I think it's interesting to look at your opinion (not you particularly, but everyone) and see if it would have been different if instead of "Atari" it was "Chris Sawyer".

If it would have been, then there's probably an inconsistency somewhere.

zem 5 hours ago | parent [-]

I don't think it's inconsistent to think that a person's right to their IP is worthy of respect but a faceless corporation's isn't. you can disagree, but it's not an inconsistency.

bombcar 5 hours ago | parent | next [-]

It is somewhat, because you then have to say you respect their right to the IP, but don't respect their ability to sell said right.

You can make that argument, but you need to actually do so and not just leave it unsaid.

OkayPhysicist 5 hours ago | parent | next [-]

The distinction is that people respect people who make things they like. That's good, and noble: no matter what kind of topsy-turvy economic system you live under, making stuff is a valuable (not always the most valuable, but valuable nonetheless) skill, because people need and want stuff.

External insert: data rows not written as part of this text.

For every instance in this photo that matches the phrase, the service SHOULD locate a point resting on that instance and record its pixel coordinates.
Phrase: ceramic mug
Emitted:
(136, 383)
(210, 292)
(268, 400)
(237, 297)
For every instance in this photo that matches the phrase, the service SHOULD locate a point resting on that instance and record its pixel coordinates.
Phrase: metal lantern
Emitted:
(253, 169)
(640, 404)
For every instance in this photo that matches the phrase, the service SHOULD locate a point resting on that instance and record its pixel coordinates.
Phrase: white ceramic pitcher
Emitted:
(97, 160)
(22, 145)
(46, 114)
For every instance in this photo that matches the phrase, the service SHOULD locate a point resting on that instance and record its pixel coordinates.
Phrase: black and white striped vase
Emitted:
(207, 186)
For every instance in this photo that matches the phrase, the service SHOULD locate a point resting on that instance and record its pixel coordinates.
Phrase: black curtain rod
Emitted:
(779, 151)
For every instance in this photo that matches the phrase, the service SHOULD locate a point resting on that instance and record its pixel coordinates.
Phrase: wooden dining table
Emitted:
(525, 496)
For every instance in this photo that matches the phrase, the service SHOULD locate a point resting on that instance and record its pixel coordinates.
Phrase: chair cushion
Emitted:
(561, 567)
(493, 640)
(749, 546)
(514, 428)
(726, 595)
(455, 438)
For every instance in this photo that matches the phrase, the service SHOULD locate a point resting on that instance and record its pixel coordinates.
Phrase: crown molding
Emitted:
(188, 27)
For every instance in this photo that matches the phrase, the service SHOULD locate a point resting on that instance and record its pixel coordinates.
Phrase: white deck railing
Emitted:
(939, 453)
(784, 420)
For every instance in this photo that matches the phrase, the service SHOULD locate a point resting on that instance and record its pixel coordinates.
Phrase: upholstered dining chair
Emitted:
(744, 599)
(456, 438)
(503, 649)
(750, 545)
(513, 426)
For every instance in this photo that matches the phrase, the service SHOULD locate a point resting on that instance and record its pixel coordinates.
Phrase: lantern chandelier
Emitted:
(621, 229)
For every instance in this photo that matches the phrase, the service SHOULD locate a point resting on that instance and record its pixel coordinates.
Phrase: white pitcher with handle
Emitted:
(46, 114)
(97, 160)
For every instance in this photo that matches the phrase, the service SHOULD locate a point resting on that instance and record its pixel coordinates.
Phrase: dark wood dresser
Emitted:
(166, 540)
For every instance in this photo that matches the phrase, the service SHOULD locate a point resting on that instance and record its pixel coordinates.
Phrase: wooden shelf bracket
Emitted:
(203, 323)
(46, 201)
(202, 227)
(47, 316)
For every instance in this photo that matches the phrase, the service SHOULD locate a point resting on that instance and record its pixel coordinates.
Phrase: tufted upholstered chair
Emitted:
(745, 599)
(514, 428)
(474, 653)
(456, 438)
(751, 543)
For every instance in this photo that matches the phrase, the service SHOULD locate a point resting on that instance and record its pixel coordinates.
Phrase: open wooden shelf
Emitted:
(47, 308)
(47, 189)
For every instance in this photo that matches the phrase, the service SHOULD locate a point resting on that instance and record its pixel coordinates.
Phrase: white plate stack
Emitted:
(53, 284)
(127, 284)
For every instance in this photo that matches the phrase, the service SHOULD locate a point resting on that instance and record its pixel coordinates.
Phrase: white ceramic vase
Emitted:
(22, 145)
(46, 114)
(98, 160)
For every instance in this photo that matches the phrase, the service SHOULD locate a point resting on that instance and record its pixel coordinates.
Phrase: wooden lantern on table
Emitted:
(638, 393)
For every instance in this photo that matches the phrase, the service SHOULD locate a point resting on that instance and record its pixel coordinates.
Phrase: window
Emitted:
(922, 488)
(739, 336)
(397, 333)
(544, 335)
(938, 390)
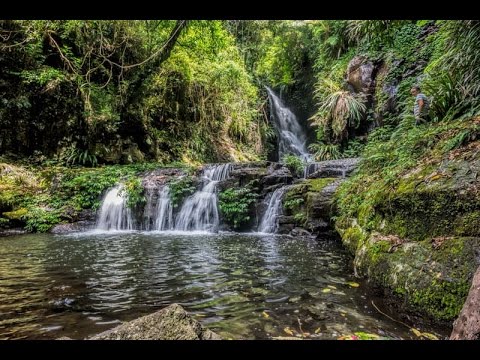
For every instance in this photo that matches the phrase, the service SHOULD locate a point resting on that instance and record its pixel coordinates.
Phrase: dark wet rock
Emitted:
(467, 325)
(278, 176)
(170, 323)
(298, 231)
(361, 74)
(285, 224)
(156, 178)
(332, 168)
(72, 227)
(11, 232)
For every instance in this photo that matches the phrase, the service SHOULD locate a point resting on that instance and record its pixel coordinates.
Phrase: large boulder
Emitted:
(170, 323)
(467, 326)
(361, 75)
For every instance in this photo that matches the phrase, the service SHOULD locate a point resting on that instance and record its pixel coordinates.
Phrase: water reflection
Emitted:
(242, 286)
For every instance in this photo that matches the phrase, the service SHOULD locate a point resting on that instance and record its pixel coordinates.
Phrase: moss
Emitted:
(317, 185)
(432, 281)
(16, 215)
(352, 237)
(467, 224)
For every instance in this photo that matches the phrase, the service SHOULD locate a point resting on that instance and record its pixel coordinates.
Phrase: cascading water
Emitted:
(114, 213)
(269, 221)
(199, 212)
(164, 210)
(291, 137)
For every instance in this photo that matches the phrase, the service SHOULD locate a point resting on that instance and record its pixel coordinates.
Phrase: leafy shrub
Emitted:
(294, 164)
(180, 189)
(135, 192)
(235, 205)
(41, 220)
(325, 151)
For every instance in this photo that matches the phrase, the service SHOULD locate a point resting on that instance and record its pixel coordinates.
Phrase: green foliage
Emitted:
(453, 76)
(295, 164)
(41, 220)
(293, 203)
(180, 189)
(378, 33)
(322, 151)
(236, 205)
(74, 156)
(353, 149)
(337, 110)
(135, 193)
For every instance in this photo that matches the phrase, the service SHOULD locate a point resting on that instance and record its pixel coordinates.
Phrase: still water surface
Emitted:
(240, 286)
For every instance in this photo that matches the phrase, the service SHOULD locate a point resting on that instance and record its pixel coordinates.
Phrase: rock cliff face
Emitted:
(418, 237)
(467, 326)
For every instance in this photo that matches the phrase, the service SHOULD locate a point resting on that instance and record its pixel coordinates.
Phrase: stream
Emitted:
(242, 286)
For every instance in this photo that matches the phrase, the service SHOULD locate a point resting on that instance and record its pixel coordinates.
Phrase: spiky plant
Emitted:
(338, 110)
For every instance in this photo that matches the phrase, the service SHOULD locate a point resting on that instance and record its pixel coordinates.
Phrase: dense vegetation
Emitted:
(86, 104)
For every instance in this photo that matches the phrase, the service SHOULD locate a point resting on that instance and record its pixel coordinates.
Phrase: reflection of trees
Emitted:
(23, 284)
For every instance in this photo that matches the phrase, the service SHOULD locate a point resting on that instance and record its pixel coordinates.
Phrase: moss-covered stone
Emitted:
(307, 202)
(432, 280)
(15, 215)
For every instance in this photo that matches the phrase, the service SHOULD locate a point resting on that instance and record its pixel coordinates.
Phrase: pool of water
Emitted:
(241, 286)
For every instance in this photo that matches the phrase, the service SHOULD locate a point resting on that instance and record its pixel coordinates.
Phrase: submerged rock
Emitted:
(467, 326)
(72, 227)
(170, 323)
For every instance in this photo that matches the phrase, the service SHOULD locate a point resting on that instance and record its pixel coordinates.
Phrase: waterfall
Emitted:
(291, 138)
(114, 213)
(199, 211)
(269, 221)
(164, 210)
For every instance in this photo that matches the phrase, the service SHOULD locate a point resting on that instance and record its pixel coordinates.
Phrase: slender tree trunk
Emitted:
(133, 89)
(467, 325)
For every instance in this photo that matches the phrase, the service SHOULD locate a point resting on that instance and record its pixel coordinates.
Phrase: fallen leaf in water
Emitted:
(285, 338)
(416, 332)
(366, 336)
(429, 336)
(348, 337)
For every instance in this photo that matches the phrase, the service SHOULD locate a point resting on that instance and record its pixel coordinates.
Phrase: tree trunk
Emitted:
(467, 325)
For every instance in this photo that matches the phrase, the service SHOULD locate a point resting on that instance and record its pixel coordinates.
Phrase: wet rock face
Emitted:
(331, 168)
(467, 325)
(72, 227)
(361, 75)
(170, 323)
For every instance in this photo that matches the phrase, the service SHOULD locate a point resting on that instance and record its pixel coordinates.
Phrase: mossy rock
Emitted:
(432, 280)
(15, 215)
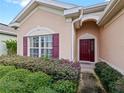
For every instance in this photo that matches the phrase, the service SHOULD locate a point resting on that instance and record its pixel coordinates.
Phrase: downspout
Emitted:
(73, 34)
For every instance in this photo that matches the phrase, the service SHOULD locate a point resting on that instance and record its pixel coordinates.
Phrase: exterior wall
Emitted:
(3, 50)
(112, 42)
(50, 20)
(88, 27)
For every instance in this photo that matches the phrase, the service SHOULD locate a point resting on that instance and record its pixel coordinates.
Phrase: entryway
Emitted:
(87, 50)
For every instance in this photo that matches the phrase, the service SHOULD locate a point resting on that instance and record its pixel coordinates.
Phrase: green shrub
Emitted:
(108, 76)
(36, 80)
(14, 82)
(65, 86)
(119, 86)
(45, 90)
(11, 46)
(5, 69)
(58, 69)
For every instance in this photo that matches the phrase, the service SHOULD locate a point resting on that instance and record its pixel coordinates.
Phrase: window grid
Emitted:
(44, 46)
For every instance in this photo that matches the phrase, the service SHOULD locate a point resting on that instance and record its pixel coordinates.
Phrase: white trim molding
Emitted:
(112, 65)
(40, 31)
(88, 36)
(89, 17)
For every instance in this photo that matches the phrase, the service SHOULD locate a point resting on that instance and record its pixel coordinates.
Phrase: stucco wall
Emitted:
(88, 27)
(3, 50)
(112, 42)
(52, 21)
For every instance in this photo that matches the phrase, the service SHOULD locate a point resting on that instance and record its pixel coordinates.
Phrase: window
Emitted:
(41, 46)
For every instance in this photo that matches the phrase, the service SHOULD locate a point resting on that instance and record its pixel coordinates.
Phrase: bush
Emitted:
(119, 86)
(65, 86)
(5, 69)
(11, 46)
(14, 82)
(45, 90)
(36, 80)
(108, 76)
(23, 81)
(58, 69)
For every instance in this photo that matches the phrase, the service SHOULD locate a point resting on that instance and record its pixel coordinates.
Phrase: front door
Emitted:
(87, 48)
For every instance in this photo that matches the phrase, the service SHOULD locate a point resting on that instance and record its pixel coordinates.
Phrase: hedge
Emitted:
(65, 86)
(58, 69)
(109, 78)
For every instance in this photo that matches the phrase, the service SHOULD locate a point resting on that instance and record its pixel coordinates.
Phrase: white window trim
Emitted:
(39, 48)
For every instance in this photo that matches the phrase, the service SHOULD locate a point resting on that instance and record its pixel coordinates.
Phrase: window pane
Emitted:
(35, 41)
(42, 52)
(49, 52)
(42, 41)
(34, 52)
(49, 38)
(49, 44)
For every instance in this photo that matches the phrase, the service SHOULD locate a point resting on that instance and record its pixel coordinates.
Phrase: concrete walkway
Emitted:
(86, 81)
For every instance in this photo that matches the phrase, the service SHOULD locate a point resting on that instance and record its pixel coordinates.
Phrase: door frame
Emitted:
(88, 36)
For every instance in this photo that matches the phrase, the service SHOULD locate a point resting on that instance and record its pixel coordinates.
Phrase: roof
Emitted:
(34, 3)
(5, 29)
(114, 7)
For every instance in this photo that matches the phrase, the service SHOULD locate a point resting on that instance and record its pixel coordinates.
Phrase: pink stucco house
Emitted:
(59, 30)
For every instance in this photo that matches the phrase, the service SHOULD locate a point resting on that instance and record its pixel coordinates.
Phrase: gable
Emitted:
(40, 11)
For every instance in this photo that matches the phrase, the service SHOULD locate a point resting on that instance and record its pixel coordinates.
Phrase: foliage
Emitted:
(11, 46)
(58, 69)
(65, 86)
(5, 69)
(108, 76)
(45, 90)
(36, 80)
(14, 82)
(23, 81)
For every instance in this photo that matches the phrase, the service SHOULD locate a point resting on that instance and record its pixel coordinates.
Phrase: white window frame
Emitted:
(40, 48)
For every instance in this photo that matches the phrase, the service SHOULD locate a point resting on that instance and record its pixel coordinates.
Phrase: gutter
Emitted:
(73, 37)
(8, 33)
(108, 11)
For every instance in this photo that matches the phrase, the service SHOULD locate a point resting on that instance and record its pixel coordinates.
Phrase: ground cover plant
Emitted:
(25, 81)
(37, 75)
(112, 80)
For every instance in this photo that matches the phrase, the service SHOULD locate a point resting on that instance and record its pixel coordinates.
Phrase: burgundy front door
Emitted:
(87, 50)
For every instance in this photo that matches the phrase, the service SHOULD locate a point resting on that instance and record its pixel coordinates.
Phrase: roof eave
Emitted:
(111, 10)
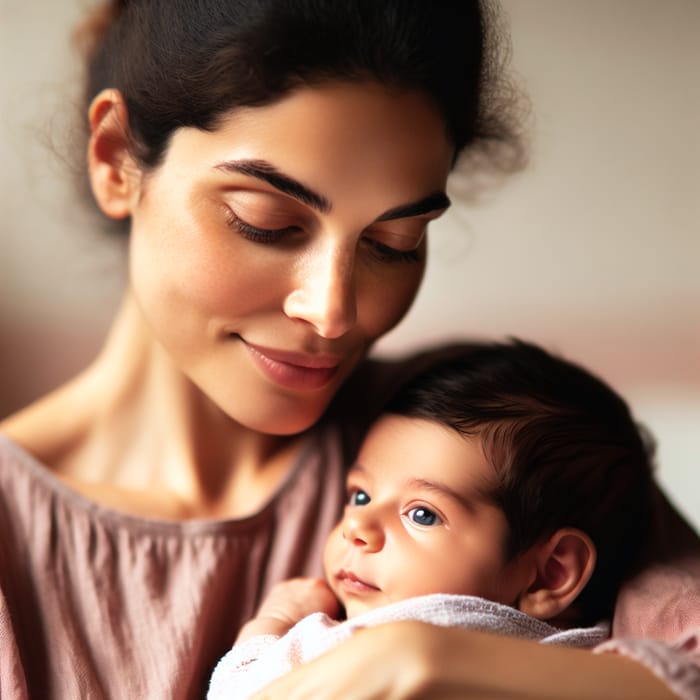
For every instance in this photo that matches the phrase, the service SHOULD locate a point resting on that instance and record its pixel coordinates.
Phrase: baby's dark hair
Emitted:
(565, 446)
(182, 63)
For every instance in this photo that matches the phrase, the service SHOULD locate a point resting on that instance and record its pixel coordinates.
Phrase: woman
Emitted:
(277, 163)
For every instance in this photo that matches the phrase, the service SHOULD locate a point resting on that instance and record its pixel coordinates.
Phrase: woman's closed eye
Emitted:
(385, 253)
(269, 236)
(255, 233)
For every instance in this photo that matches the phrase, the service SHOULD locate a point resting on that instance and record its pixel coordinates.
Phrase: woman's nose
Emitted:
(362, 529)
(324, 293)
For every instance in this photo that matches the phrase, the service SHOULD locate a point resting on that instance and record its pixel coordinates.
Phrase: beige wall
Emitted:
(591, 251)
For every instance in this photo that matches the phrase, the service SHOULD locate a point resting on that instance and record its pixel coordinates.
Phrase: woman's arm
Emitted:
(414, 660)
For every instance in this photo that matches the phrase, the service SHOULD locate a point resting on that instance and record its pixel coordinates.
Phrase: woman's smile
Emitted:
(294, 370)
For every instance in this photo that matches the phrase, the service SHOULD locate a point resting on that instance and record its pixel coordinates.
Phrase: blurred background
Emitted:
(591, 251)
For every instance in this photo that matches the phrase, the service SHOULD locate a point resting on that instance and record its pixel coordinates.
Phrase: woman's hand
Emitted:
(416, 661)
(287, 603)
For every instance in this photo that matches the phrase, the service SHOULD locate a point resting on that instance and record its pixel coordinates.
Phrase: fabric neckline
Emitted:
(43, 475)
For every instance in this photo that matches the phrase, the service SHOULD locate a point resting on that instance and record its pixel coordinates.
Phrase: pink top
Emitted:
(95, 603)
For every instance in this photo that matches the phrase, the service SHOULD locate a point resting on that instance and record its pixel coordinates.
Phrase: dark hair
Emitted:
(183, 63)
(564, 445)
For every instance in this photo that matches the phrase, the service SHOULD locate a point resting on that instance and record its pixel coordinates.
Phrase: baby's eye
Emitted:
(358, 497)
(424, 516)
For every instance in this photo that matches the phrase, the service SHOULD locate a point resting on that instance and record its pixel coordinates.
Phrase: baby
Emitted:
(504, 490)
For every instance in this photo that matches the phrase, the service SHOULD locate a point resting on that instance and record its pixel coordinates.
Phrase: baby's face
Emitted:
(419, 520)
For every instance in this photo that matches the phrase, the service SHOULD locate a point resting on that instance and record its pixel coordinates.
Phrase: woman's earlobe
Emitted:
(115, 177)
(564, 565)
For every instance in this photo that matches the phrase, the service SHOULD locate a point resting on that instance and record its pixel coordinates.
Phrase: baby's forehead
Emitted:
(418, 452)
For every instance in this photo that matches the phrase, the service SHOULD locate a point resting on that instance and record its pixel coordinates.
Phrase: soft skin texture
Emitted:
(176, 420)
(420, 519)
(460, 664)
(213, 292)
(233, 334)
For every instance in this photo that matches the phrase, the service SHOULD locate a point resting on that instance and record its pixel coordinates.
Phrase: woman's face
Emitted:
(267, 255)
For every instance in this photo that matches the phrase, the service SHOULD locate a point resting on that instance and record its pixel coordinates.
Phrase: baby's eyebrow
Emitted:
(477, 494)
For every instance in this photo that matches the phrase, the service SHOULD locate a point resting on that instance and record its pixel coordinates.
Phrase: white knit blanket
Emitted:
(253, 664)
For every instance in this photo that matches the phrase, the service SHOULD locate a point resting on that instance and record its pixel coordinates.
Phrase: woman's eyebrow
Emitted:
(433, 202)
(265, 171)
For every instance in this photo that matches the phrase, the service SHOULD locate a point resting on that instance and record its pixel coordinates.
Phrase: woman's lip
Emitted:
(292, 370)
(299, 359)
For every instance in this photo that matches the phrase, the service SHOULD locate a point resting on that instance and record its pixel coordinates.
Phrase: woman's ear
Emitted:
(115, 177)
(564, 564)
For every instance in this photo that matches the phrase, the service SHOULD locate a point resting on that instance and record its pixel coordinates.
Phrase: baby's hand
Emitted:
(287, 603)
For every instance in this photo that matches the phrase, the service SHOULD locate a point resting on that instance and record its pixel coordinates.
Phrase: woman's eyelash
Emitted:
(380, 251)
(385, 253)
(253, 233)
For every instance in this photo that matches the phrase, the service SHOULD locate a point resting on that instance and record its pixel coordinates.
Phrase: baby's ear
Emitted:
(564, 564)
(114, 175)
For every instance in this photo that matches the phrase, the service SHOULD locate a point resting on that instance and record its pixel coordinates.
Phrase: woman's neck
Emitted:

People who merely buy stuff to extract rent from it are, at best, a necessary evil. There's nothing admirable in rentseeking behavior. It's just playing the game.

If we're hanging around a campfire in the paleolithic, the guy who figured out how to make beer is going to be everyone's best friend. The guy who won't let anybody drink from the stream because it's "his" is liable to meet an unfortunate end.

zem 5 hours ago | parent | prev [-]

I think the difference in sentiment is between "I created this and I would like to continue deriving benefit from it" versus "we bought this and we would like it to retain its value". again this is not about the legal difference, just how people personally feel about it.

da_chicken 3 hours ago | parent | prev [-]

Eh, Sawyer's career has left him a multi-millionaire, and Transport Tycoon is the foundation of that. If you've already made several lifetimes worth of income, I also don't really care about your IP rights anymore.

zem 3 hours ago | parent [-]

i don't care so much about his IP rights (legal) as about the fact that this is his project (moral)

da_chicken 3 hours ago | parent [-]

Sort of. Releasing something into the world is, in a real sense, giving it up. At some point, you don't have ownership of it anymore. You're the one that created it, but you're no longer in control of it.

Copyright being as extremely long as it is makes us think that making something once means we should profit from it in perpetuity, but that's not really beneficial for society to work like that. That's exactly why patents don't work like that.

Remember, the purpose of copyright is to encourage the creation of new works. Well, if you can create one work and profit from it effectively (i.e., your entire career), why would you create another work? That's just a waste of effort. That's literally the business model of IP holding companies. They don't create. They just own. They're rent-seeking.